Es ist immer noch schön, in seinen Armen wieder wach zu werden. Aber es ist nicht mehr,  wie es mal war. Weil es eben auch nicht mehr so sein sollte.
Mir wird klar, dass wir eben auch nie wissen, wann das letzte Mal sein wird. Und, dass das vielleicht auch nicht wichtig ist. Weil wir es eh nie wissen. Es gibt keine Garantien im Leben und schon mal gar nicht im zwischenmenschlichen Bereich.
Ich würd gern so viel sagen an diesem Nachmittag, es gibt so viel zu besprechen, aber ich finde die Worte wieder nicht. Wie so oft in letzter Zeit.

Wir halten uns bestimmt seit zehn Minuten im Arm. Vor dem Gehen.
Jede Faser von mir saugt ihn auf. Sein schlagendes Herz. Der Geruch seines Pullovers. Seine Hände auf meinem Rücken.
Ich frag mich, wann und ob wir uns nochmal sehen werden.
„Willst Du noch ein bisschen Bolognese mitnehmen?“, fragt er.
„Dann habe ich doch schon wieder eine Dose von Dir“, entgegne ich.
Lieber wir haben keine Gegenstände vom anderen mehr...

Meine Schwester hat mich letztens gefragt, ob ich mir denn irgendetwas zu Geburtstag wünschen würde, wenn ich es mir aussuchen dürfte.
Und abgesehen davon, dass dieser Tag ohnehin sehr sang- und klanglos vorüber ziehen wird, wird mir in den Moment auch klar, was ich mir wünschen würde.

Und während ich nach Hause düse wird mir bewusst, dass Beziehungen nicht so einfach reproduzierbar sind. Dass das immer noch ein Wunder ist und bleibt. Und dass es nichts nützt, wenn die Herzen nicht wenigstens am Anfang schlagen. Und auch das ist – wie wir ja gesehen haben – keine Garantie. Je mehr ich erlebe, desto sicherer bin ich mir, dass ich so etwas wie mit diesem Menschen, mit dem ich eben noch in seiner Küche stand, nicht mehr erleben werde.

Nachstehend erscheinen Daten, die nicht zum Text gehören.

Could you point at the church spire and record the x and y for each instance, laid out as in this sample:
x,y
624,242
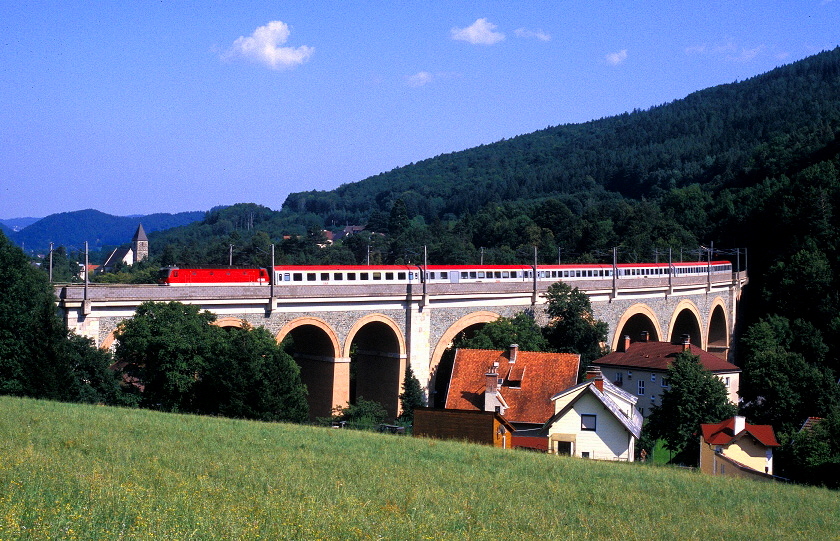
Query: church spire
x,y
140,244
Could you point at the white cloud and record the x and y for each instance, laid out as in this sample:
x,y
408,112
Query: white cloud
x,y
728,50
617,58
538,34
482,32
419,79
264,47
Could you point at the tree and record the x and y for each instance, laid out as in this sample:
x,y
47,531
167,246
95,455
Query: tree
x,y
32,336
573,327
695,396
166,346
250,376
362,414
521,329
411,397
398,219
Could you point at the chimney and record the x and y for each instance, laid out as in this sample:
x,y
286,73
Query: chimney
x,y
491,379
625,342
594,373
514,349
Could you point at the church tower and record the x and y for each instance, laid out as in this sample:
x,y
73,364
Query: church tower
x,y
140,244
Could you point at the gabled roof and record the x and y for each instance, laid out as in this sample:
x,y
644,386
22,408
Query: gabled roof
x,y
528,398
660,355
632,424
724,433
810,422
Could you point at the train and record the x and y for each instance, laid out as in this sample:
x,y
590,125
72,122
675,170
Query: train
x,y
335,275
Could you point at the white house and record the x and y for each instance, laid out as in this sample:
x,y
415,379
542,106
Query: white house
x,y
594,419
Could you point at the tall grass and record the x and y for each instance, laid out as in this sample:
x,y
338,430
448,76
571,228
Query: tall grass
x,y
87,472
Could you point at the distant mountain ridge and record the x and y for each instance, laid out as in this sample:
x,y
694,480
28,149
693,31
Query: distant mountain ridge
x,y
729,135
73,229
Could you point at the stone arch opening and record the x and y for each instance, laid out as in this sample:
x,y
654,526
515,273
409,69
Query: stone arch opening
x,y
686,321
314,346
376,349
635,321
229,322
440,368
718,333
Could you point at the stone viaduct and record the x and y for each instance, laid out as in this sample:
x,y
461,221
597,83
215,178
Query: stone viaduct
x,y
385,328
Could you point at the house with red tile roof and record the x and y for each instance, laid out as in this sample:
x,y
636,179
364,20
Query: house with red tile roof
x,y
594,419
737,448
641,368
516,384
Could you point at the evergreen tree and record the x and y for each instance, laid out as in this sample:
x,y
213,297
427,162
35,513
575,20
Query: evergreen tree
x,y
166,346
32,337
521,329
411,397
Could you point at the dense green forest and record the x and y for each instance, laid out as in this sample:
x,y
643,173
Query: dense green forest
x,y
752,165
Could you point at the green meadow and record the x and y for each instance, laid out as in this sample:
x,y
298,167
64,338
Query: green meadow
x,y
85,472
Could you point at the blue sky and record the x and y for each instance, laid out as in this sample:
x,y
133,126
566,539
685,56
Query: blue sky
x,y
166,106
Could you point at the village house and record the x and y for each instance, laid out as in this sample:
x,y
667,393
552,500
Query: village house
x,y
594,419
485,427
518,385
641,368
737,448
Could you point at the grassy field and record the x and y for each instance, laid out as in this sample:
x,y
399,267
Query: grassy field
x,y
87,472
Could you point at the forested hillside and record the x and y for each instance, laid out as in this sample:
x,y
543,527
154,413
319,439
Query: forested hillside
x,y
752,166
72,229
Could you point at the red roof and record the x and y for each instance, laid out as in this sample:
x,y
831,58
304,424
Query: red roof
x,y
527,384
724,433
660,355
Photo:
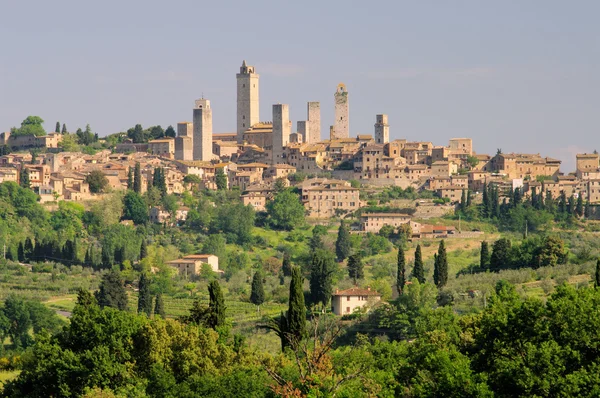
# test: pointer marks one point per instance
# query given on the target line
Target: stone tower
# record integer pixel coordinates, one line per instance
(382, 130)
(184, 142)
(281, 131)
(314, 122)
(341, 122)
(202, 130)
(247, 100)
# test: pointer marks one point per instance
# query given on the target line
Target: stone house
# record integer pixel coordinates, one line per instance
(344, 302)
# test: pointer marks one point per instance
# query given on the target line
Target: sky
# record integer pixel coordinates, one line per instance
(522, 76)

Und trotzdem werde ich mich nie aufhören zu fragen, wie das gewesen wäre, wenn wir irgendwann unser Leben geteilt hätten und eine kleine, feine Familie gegründet hätten. Ich glaube immer noch, es hätte gut werden können. Wenn wir beide hätten dran glauben können.
Er ist nicht mehr traurig, sagt er. Und irgendwie tut das seltsam weh. Obwohl es gut für ihn ist. Ich wünschte, ich könnte das auch irgendwann mal abhaken.